Em um certo sentido o texto de As Veias Abertas... foi a porta de entrada para um primeiro contato. Passei a estudar o período, em seguida viriam minhas primeiras viagens ao Uruguai e Argentina, e então estava maduro para autores como Benedetti, Cortázar, Márquez. Só mesmo na primeira década deste século foi que mergulhei de maneira profunda e arrebatada nas aventuras do realismo maravilhoso latino-americano, pois ele pressupõe todos os elementos contraditórios que compõem nossa realidade. E não demorou para que agregasse a minha pequena biblioteca, novos autores de nosso continente espoliado, Onetti, Roa Bastos, Fuentes, Dario, Storni, Rulfo, e não só os literatos, como os sociólogos, historiadores, políticos, Rama, Mariátegui, Romero, além daqueles que representam a síntese de nossa tragédia barroca, Carpentier, Lezama Lima.
Fiz muito pouco com tantos autores maravilhosos, que de algum modo ajudam a compreender minhas raízes, minha relação com este continente antropofágico e mestiço. Foram leituras limitadas até aqui, e míseras linhas escritas sobre o que somos, como começamos e para onde enveredamos. Mas certamente Eduardo Galeano tem sido um bom companheiro de meus pensamentos nestes dez últimos anos. Nestes dias de confinamento pelo vírus, agrupo seus livros que disponho para declamar seus escritos para minha tão amada Moniquinha, em nossa rádio Balmaceda, em nosso programa diário La Noche con Poesia. Declamá-lo, assim como outros autores e autores em na língua espanhola nos acalenta, além de adormecer lindamente meu amor.

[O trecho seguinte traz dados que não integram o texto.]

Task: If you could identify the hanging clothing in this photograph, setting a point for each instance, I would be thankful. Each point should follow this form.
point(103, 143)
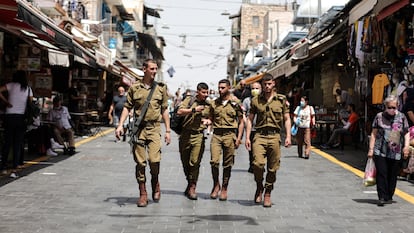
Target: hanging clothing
point(359, 54)
point(378, 85)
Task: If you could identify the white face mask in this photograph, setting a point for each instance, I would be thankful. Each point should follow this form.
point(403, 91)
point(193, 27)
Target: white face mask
point(255, 92)
point(391, 112)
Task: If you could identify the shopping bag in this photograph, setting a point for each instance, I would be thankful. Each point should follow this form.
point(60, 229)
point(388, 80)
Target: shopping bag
point(313, 133)
point(370, 173)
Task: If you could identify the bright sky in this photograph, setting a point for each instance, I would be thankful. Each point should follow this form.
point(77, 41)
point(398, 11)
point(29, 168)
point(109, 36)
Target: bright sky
point(200, 56)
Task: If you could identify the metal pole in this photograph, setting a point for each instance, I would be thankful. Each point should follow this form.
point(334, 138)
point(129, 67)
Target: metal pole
point(271, 42)
point(277, 34)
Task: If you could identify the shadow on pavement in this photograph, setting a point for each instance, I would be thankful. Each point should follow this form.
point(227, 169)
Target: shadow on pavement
point(196, 218)
point(32, 164)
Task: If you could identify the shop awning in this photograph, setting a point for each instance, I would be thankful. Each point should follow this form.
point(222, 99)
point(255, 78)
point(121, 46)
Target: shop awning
point(360, 10)
point(284, 68)
point(123, 13)
point(58, 58)
point(38, 21)
point(391, 9)
point(8, 21)
point(151, 11)
point(147, 41)
point(321, 46)
point(383, 4)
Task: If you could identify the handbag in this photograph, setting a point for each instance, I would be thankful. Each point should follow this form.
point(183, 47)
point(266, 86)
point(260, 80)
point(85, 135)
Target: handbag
point(312, 127)
point(31, 111)
point(409, 168)
point(370, 173)
point(294, 130)
point(137, 120)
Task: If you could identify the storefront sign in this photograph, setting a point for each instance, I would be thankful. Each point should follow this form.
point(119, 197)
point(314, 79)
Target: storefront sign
point(29, 64)
point(283, 69)
point(43, 85)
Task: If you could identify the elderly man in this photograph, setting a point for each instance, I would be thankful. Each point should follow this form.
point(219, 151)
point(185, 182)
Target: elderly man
point(61, 125)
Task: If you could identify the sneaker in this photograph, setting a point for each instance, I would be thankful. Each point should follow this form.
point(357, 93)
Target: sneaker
point(56, 145)
point(50, 152)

Abaixo, uma de suas pequenas peças em
prosa, dedicada a outro admirado autor, que conheci em minhas andanças por
Buenos Aires, o poeta Juan Gelman.
GELMAN
O poeta Juan Gelman escreve
elevando-se sobre suas próprias ruínas, sobre sua poeira e seu lixo.
Os militares argentinos, cujas
atrocidades teriam provocado em Hitler um incurável complexo de inferioridade,
o pegaram onde mais dói. Em 1976, sequestraram aos seus filhos. Levaram-nos em
lugar dele. Torturaram a sua filha Nora e a soltaram. Ao filho, Marcelo, e a
sua companheira que estava grávida, assassinaram e os fizeram desaparecer.
No lugar dele, levaram seus filhos porque ele não estava. Como se faz para sobreviver a uma tragédia assim? Digo: para sobreviver sem que se apague sua alma. Muitas vezes me fiz essa pergunta, nestes anos. Muitas vezes imaginei essa horrível sensação de vida usurpada, esse pesadelo do pai que sente que está roubando ao filho o ar que respira, o pai que no meio da noite desperta banhado em suor: Eu não te matei, eu não te matei. E tenho me perguntado: se Deus existe, por que passa despercebido? Não será ateu, Deus?
(Extraído do texto original, El libro de los Abrazos, Catálogos Editorial, BsAs., 2007).